Happy New Year. I thought I’d kick off 2013 with the important subject of bike maintenance. The information here is based on what I’ve learnt during the past four years that I’ve been riding, tips I’ve picked up while working in a bike shop (my recent part time job), from my very practical partner Phillip and from a helpful session on bike maintenance run by Andrew McLean known as Macca from Cannondale on the Bathurst bike camp I attended back in October.
You need to check your tyre pressure regularly (at least once per week) and pump them up. For this task you should invest in a good quality floor pump with a gauge. It will spend most of its time in your garage but occasionally go for a road trip in the boot of your car. All road bike tyres have the recommended PSI printed on the side wall of the tyre so make sure you follow the advice to get the best performance and safest ride. If the roads are wet you should let about 10 per cent of the pressure out to give you more grip on the road.
The most important bike maintenance thing for all cyclists to know is how to change a tyre if you get a flat out on the road. I’m not going to describe it here but there are plenty of fellow cyclists who’ll help or also great instruction videos on the Internet. One tip that I received recently is to fully deflate the tube if it isn’t already before removing the tyre. It will make it easier to remove the tyre which according to many experts you should be able to do without tyre levers. However, you should definitely carry tyre levers with you because with small women’s hands you are likely to struggle to get the tyre off and back on.
Macca suggested that the tyre levers should be placed about 25 cm apart.
His other tip for rear tyre changing was to push the jockey wheels down rather than the chain when removing the back wheel so you don’t dirty your hands.
He also reminded us about the positioning of your wheel skewers. These should always be on the left side (when you’re on the bike) and the front one should face back and the back one should face forward or down.
Another thing that you should do regularly with your tyres is check for glass and small pieces of metal. My very practical partner Phillip taught me this one. It’s particularly important when you’ve been riding on wet roads because a small piece of glass can embed itself in the tyre of gradually wear through to give you a flat tyre.
Lube your chain
Macca recommended to us that your chain should be cleaned once per week and lubed to get maximum life from it and the rest of the running gear of your bike. You can clean the chain with a variety of cleaning products including a dedicated chain washing unit or a rag with teflon spray. This is particularly important if you’ve been riding your bike in the rain or on wet dirty roads. On wet roads you pick up a lot more road grit which works its way into the chain and other moving parts on your bike.
You should also replace your chain about every 4,000 to 5,000 km and if you’re not confident or don’t have the tools to do this yourself, then take it to a bike shop and get them to do it for you.

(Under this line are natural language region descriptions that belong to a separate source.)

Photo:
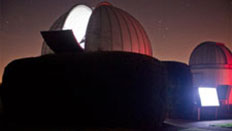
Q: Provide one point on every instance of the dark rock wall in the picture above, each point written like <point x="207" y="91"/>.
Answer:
<point x="101" y="89"/>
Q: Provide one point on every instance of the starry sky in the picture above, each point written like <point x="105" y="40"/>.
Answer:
<point x="175" y="27"/>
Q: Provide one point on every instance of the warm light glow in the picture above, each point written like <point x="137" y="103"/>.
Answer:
<point x="208" y="96"/>
<point x="77" y="21"/>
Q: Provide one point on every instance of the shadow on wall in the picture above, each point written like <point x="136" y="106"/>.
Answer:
<point x="180" y="91"/>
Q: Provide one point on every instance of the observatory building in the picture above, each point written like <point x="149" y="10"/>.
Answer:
<point x="105" y="28"/>
<point x="211" y="66"/>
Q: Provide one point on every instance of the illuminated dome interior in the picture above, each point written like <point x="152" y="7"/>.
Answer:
<point x="77" y="21"/>
<point x="106" y="28"/>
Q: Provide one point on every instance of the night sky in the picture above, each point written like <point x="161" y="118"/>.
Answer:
<point x="175" y="27"/>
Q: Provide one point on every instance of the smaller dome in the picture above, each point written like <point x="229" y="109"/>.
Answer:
<point x="210" y="53"/>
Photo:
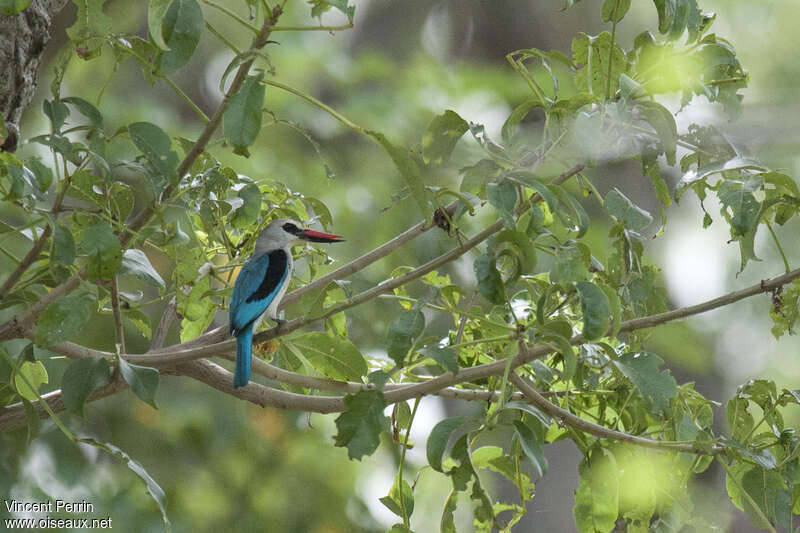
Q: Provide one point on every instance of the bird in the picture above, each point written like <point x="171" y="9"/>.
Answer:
<point x="261" y="284"/>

You should lube your chain about once a week by putting a drop of your preferred lube on every link and then wiping off the excess. Avoid spilling any lubricant on the braking surfaces.
Keep your bike clean
I clean my bike regularly because I want it to look good and I also want it to run well. My beloved Specialized Amira is nearly two years old and looks almost brand new (apart from a few minor scratches) because I’m fastidious about cleaning it. I use baby wipes (unscented ones because I don’t want it to smell like a baby) and they work well. If I’ve been out riding on very dirty roads I sometimes hose it down but make sure it is completely dried afterwards. There are also some pretty heavy duty cleaning products you can use. I’m told by the guys in the bike shop that Muc-Off will remove anything.
If like me, you’re not a mechanical whizz then I recommend that you get your bike serviced by your local bike shop on a regular basis. If you ride three or four times a week like me then this should be done every 12 months at a minimum. Find a bike shop that you’re comfortable with, and make sure they regularly service the type of bike you ride.
Change your bar tape
Maccas final tip on the training camp was to regularly replace your bar tape to keep your bike clean and fresh. I must admit that I’ve had the same white bar tape on my bike for the past two years and I clean it regularly with a cleaning product called ‘Nifty’ which keeps it looking and smelling fresh.